The Musée du Bric-à-Brac Rural brings together thousands of objects from the daily life of Cajun farmers, collected by a former farmer over four decades. You see tools, homemade inventions, household items and other traces of rural life in Louisiana. Each object tells of the inventiveness and resourcefulness of people who worked with what they had at hand. The museum shows how people lived, worked and solved their problems here, far from industrial production. The collection documents a world where repair and repurposing were part of everyday life.
The abandoned Southeast Louisiana psychiatric hospital has stood empty for decades. The site shows decayed buildings, crumbling walls, and empty corridors covered in graffiti. Patients were once treated here, but today the place draws mainly those interested in old architecture or stories about hauntings. The location carries marks of its past: rusted beds, peeling paint, and the silence of abandoned rooms. Some people report unusual experiences, while others see only an old building. The atmosphere remains heavy and quiet, a witness to a time when psychiatric institutions operated differently than they do now.
The Fort St. John Railway Bridge is an abandoned steel railroad bridge that crosses Lake Pontchartrain and has not been used for decades. Its rusted structure stands alone in the water and disappears on foggy days into the moisture rising from the lake. You can reach it from the shore and watch how the metal beams slowly yield to weathering. The bridge recalls a time when trains ran directly over the lake before the route was abandoned. It belongs to those forgotten structures in Louisiana that tell of industrial history and change without anyone using them today.
The Parcours des Arbres Tordus de Lafitte follows a trail through swampland where trees grow in twisted and spiral shapes. Locals say the pirate Jean Lafitte buried treasure here and that the trees have grown this way ever since. The path winds between cypresses and palms, their trunks turning in odd directions. Water often stands just below the roots, and the ground is soft and damp. You hear birds and the quiet splash of water around the roots. The area stays calm, with few visitors coming through. The twisted trunks form natural sculptures rising above the dark water. Some locals still believe the legend of the pirate and his buried treasure. The path is unpaved and leads deep into the bayou, where nature takes over.
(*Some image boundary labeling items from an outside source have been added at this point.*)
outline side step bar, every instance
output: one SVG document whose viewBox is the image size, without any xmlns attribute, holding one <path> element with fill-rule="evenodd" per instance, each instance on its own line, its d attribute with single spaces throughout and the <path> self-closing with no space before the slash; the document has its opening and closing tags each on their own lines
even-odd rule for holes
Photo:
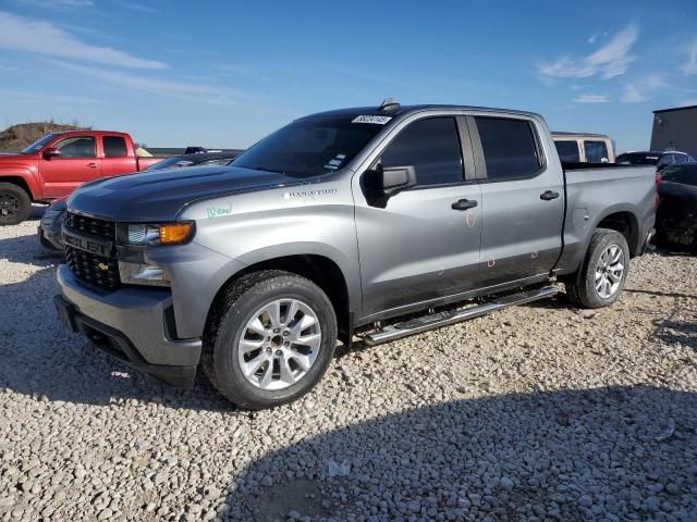
<svg viewBox="0 0 697 522">
<path fill-rule="evenodd" d="M 506 307 L 524 304 L 539 299 L 553 297 L 559 293 L 555 286 L 546 286 L 534 290 L 521 291 L 518 294 L 509 294 L 499 297 L 491 302 L 478 304 L 464 310 L 444 311 L 423 315 L 420 318 L 404 321 L 402 323 L 387 326 L 378 332 L 372 332 L 363 337 L 363 341 L 368 346 L 381 345 L 391 340 L 401 339 L 408 335 L 420 334 L 427 330 L 440 328 L 451 324 L 460 323 L 468 319 L 479 318 L 487 313 L 502 310 Z"/>
</svg>

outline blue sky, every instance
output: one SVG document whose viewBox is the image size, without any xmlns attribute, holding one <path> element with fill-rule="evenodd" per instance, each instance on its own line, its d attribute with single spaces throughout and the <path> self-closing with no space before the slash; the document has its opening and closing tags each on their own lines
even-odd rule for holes
<svg viewBox="0 0 697 522">
<path fill-rule="evenodd" d="M 0 126 L 245 147 L 386 97 L 531 110 L 644 149 L 652 110 L 697 104 L 697 2 L 0 0 Z"/>
</svg>

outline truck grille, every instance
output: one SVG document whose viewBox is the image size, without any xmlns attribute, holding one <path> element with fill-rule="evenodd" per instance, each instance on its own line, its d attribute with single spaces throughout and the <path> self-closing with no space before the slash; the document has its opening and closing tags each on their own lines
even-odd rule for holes
<svg viewBox="0 0 697 522">
<path fill-rule="evenodd" d="M 66 228 L 94 236 L 95 238 L 114 241 L 115 224 L 95 217 L 86 217 L 68 212 L 64 217 Z M 119 277 L 119 263 L 115 258 L 98 256 L 65 245 L 65 262 L 71 272 L 80 281 L 105 290 L 115 290 L 121 287 Z"/>
<path fill-rule="evenodd" d="M 117 225 L 111 221 L 97 220 L 95 217 L 68 212 L 65 214 L 65 224 L 73 231 L 99 236 L 110 241 L 113 241 L 115 237 Z"/>
</svg>

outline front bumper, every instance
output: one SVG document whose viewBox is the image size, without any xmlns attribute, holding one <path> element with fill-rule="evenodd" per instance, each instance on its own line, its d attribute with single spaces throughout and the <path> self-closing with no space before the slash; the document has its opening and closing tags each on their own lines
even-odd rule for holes
<svg viewBox="0 0 697 522">
<path fill-rule="evenodd" d="M 174 338 L 170 290 L 121 288 L 102 293 L 80 284 L 70 269 L 58 269 L 58 313 L 73 332 L 121 362 L 169 384 L 191 387 L 201 340 Z"/>
</svg>

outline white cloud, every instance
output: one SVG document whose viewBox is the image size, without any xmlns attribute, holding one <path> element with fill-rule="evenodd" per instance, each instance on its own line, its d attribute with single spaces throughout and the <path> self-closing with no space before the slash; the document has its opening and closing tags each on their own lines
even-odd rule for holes
<svg viewBox="0 0 697 522">
<path fill-rule="evenodd" d="M 636 82 L 626 84 L 622 92 L 621 101 L 624 103 L 641 103 L 648 101 L 657 90 L 662 89 L 668 84 L 660 74 L 651 74 Z"/>
<path fill-rule="evenodd" d="M 640 103 L 648 100 L 648 97 L 636 85 L 627 84 L 624 86 L 621 100 L 624 103 Z"/>
<path fill-rule="evenodd" d="M 0 49 L 84 60 L 134 69 L 167 69 L 162 62 L 144 60 L 110 47 L 86 44 L 49 22 L 0 11 Z"/>
<path fill-rule="evenodd" d="M 541 63 L 538 71 L 557 78 L 588 78 L 600 75 L 603 79 L 626 73 L 634 57 L 629 54 L 638 37 L 638 29 L 629 25 L 617 33 L 596 52 L 583 58 L 561 58 L 552 63 Z"/>
<path fill-rule="evenodd" d="M 689 58 L 687 62 L 683 65 L 683 73 L 686 75 L 697 74 L 697 39 L 693 42 L 692 47 L 688 50 Z"/>
<path fill-rule="evenodd" d="M 607 103 L 610 99 L 606 95 L 580 95 L 573 101 L 576 103 Z"/>
</svg>

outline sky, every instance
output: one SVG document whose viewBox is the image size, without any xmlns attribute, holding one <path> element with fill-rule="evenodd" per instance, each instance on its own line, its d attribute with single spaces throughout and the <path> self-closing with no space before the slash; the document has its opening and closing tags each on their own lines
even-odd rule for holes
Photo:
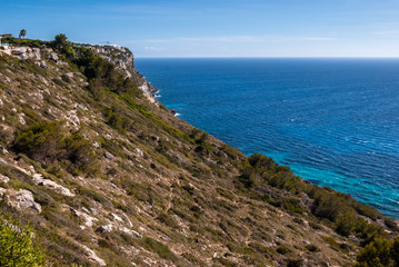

The former Domino Sugar refinery in Chalmette has stood partly idle since the 1970s. Sections of the plant were shut down as production declined, and buildings, silos, and machinery now rust under the Louisiana sun. Railroad tracks that once brought raw sugar from the plantations still run through the site, and conveyor belts that moved sugar through the halls remain frozen in place. Some parts have been demolished, others await reuse. The structure recalls a time when the region processed sugar in large quantities and the industry employed many families. Today the ruin bears witness to the economic shifts Louisiana experienced after the decline of sugar production.